У неё были длинные ноги, длинные пальцы рук и очень длинные ногти, всегда покрытые лаком под цвет её модной одежды. Она брала новый длинный мелок (о чем, по её просьбе, заботился лично завхоз школы) не касаясь его ногтями, подушечками всех пяти изящных пальчиков с миндалевидными , резными золотыми перстнями на них, какими-то балетными, плавными движениями творила на доске пропорции, объёмы, перспективы, конструкции, композиции...и всё, что положено вложить в глаза и головы её подопечных. Но все следили не за тем, что появлялось на доске, а за ней и её движениями. Девчонки пожирали её глазами и жутко хотели, хоть в чём-то, походить на неё. Парни же были на порядок примитивней. Им достаточно было постоять рядом с ней, вызвать её ослепительную улыбку и жадно впитывать пьянящий запах французских духов, либо краешком глаза, через плечо, рассмотреть цвет её ажурного лифчика. Ээээх, Лия...

        *   *   *
Если в школе трудовик не бухает, то он физрук. И наоборот. А потому физрук и трудовик закладывали за вороник на пару. Они приносили выпивку через день, но выпивали ежедневно. Сегодня бутылку приносил физрук, завтра трудовик и каждый приносивший приглашал соратника непременно к себе в казённые пенаты отметить окончание одного и начало другого урока. Словом, ни в одной школе не было такого спортивного трудовика и такого мастеровитого физрука, как Марк Викторович и Михаил Петрович. Именно поэтому, у них были носы, как у братьев близнецов - мясистые, ноздреватые и красно-бордовые с синими прожилками.

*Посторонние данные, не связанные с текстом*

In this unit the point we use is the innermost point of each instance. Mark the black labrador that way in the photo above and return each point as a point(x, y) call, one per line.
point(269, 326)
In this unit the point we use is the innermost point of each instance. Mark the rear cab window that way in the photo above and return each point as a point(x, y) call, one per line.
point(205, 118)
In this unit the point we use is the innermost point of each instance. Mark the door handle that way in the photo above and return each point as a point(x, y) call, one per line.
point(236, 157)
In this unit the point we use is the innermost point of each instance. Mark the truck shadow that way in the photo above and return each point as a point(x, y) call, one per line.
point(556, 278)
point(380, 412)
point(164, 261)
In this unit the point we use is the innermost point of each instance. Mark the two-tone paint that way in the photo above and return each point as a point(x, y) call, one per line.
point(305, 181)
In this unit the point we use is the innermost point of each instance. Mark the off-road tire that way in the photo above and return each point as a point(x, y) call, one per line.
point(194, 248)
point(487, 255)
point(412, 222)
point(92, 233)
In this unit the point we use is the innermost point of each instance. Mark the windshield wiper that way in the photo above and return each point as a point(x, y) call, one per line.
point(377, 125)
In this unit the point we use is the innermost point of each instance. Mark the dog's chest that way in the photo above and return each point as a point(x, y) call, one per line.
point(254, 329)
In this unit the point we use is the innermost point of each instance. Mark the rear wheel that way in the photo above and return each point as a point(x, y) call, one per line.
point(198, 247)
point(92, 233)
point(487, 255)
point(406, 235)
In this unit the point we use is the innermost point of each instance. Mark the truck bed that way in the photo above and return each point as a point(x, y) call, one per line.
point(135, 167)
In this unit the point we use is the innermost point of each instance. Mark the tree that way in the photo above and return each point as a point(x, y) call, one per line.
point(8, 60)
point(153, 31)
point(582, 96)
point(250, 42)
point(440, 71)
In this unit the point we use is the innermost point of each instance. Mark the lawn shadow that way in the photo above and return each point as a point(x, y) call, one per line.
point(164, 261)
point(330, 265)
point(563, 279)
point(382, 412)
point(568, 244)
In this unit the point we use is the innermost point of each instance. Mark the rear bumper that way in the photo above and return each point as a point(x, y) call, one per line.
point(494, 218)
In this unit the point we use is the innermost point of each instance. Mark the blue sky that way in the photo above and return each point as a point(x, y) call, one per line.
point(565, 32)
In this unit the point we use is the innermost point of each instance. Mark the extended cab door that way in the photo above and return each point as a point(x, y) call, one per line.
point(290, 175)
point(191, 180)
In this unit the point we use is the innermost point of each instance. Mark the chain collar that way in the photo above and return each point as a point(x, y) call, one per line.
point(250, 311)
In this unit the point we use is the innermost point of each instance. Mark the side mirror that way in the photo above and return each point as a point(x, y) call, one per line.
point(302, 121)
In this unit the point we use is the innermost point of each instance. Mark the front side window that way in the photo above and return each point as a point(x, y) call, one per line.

Древний военрук, по мнению  физрука,  был засланным казачком, истым ревнителем и апологетом армейской полевой кухни. После горохового супа с ржаным хлебом, старенький проказник беспрестанно палил в воздух длинными, вперемежку с короткими, но, благо, холостыми.

- Ты слышал? Точка, тире, тире, точка...Радист, ****ь!  -  на , полном серьёзе, зло хрипел Михаил Петрович, проходя мимо.

- Он нас всех сдаст к чертям собачьим.

Но ушлый военрук не обращал на него ни какого внимания и настырно продолжал выходить в эфир.
Математик Дихлорэтаныч (в жизни Эдгар Натанович) , согласно тряс кудрявой гривой, мол, как я вас понимаю, коллега. Мол, священный газават этого солдафона перешел все пределы и доходит уже до четвёртого этажа. Либо он перестаёт жрать свой гороховый суп, либо я увольняюсь. И не уволится, поскольку любил свою профессию и своих шалопаев.

        *   *   *
Ни кто в школе так быстро не беременел, как старшая пионервожатая школы или смазливенькие комсорги класса. Но комсорги беременели гораздо чаще. Хочешь, чтоб девчонка залетела - назначь её комсоргом и дело с концом. Года не пройдёт, как из Наташеньки умницы, отличницы, примерной девочки-комсомолки и лапочки, она превратится в - Не может быть! Как же так? А от кого? И что будешь делать? Ну, что-нибудь придумаем... А после - декрет, роды в десятом, экзамены автоматом и гордость одноклассников.

А после? А после было всё прозаично - звенел долгожданный звонок и начиналась большая перемена, а большая перемена - это маленькая жизнь. И почти все, к своему сожалению, осознавали, что детство безвозвратно закончилось.